After Humphries retirement from coaching, he accepted a position as Georgia's Program Coordinator for swimming. As the university's chief recruiter in their swimming program, he consistently acquired the most outstanding distance swimmers in the history of the NCAA. His recruits captured a combined 22 NCAA and 57 SEC titles, in three primary distance events consisting of the 400 IM, the 500 freestyle and the 1,650 freestyle.

===International coaching===
Humphries was appointed to the staff of the World University Games in Thailand for 2007, in China for 2011 and in South Korea for 2015. In the spring of 1997, In 1997, he served as Assistant Women's Coach of the U.S. National Junior Team in Sweden, and in Colorado coached the U.S. National Junior Team's fall training camp.

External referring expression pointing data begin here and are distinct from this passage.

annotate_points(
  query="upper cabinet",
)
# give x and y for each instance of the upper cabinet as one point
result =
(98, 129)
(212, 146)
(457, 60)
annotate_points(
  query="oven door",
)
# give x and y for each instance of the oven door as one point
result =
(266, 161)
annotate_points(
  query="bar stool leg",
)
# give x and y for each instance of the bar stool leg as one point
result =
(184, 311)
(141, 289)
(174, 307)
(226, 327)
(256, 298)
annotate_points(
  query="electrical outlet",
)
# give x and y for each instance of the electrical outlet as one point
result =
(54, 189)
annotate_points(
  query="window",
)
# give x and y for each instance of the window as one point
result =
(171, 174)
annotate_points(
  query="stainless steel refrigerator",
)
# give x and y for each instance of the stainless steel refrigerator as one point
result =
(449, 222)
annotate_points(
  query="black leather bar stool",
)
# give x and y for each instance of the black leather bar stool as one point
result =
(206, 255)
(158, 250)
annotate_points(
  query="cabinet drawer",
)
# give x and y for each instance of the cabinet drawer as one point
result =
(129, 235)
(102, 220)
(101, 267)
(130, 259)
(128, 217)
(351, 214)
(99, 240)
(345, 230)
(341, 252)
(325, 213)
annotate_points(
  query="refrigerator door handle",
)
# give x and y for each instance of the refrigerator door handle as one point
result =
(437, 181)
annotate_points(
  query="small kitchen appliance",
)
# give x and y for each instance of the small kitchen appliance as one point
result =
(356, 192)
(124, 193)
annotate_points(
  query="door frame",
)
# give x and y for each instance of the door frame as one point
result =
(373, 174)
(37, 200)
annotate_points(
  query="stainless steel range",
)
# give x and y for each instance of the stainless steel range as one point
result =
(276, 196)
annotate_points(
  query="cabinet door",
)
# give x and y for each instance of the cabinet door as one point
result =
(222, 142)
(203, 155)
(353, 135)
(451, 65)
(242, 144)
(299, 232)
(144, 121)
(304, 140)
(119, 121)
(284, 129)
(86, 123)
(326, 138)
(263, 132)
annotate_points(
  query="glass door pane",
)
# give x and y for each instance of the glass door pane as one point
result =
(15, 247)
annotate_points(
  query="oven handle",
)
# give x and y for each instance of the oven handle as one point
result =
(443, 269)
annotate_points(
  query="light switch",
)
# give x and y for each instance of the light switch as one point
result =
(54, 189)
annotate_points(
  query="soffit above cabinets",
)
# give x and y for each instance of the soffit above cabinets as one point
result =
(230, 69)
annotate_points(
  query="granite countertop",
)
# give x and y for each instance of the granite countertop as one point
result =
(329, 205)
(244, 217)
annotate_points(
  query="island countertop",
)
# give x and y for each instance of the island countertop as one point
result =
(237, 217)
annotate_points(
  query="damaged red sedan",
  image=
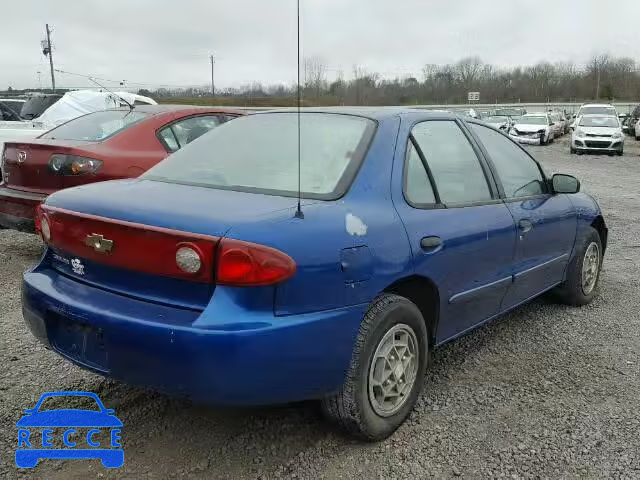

In 1999 in Spain, he served as an assistant coach of the National Junior Team and was the head coach for the 2002 Men's National Junior Team in Italian competition.

===Honors===
He was a recipient of the Schluetter Award in 2011, for top nationally ranked age group coaches, recognizing his 40-year tenure with the Athens Bull Dog Swim Club. He became a member of the Arkansas Swimming Hall of Fame in 2003, and in 2016 became the Established Assistant Coach of the Year in 2016. He was inducted in the American Swimming Coaches Association Hall of Fame in 2022, and is also a member of the Georgia Sports Hall of Fame. Humphries received the Georgia Senior Coach of the Year twice, in 1997 and 1998.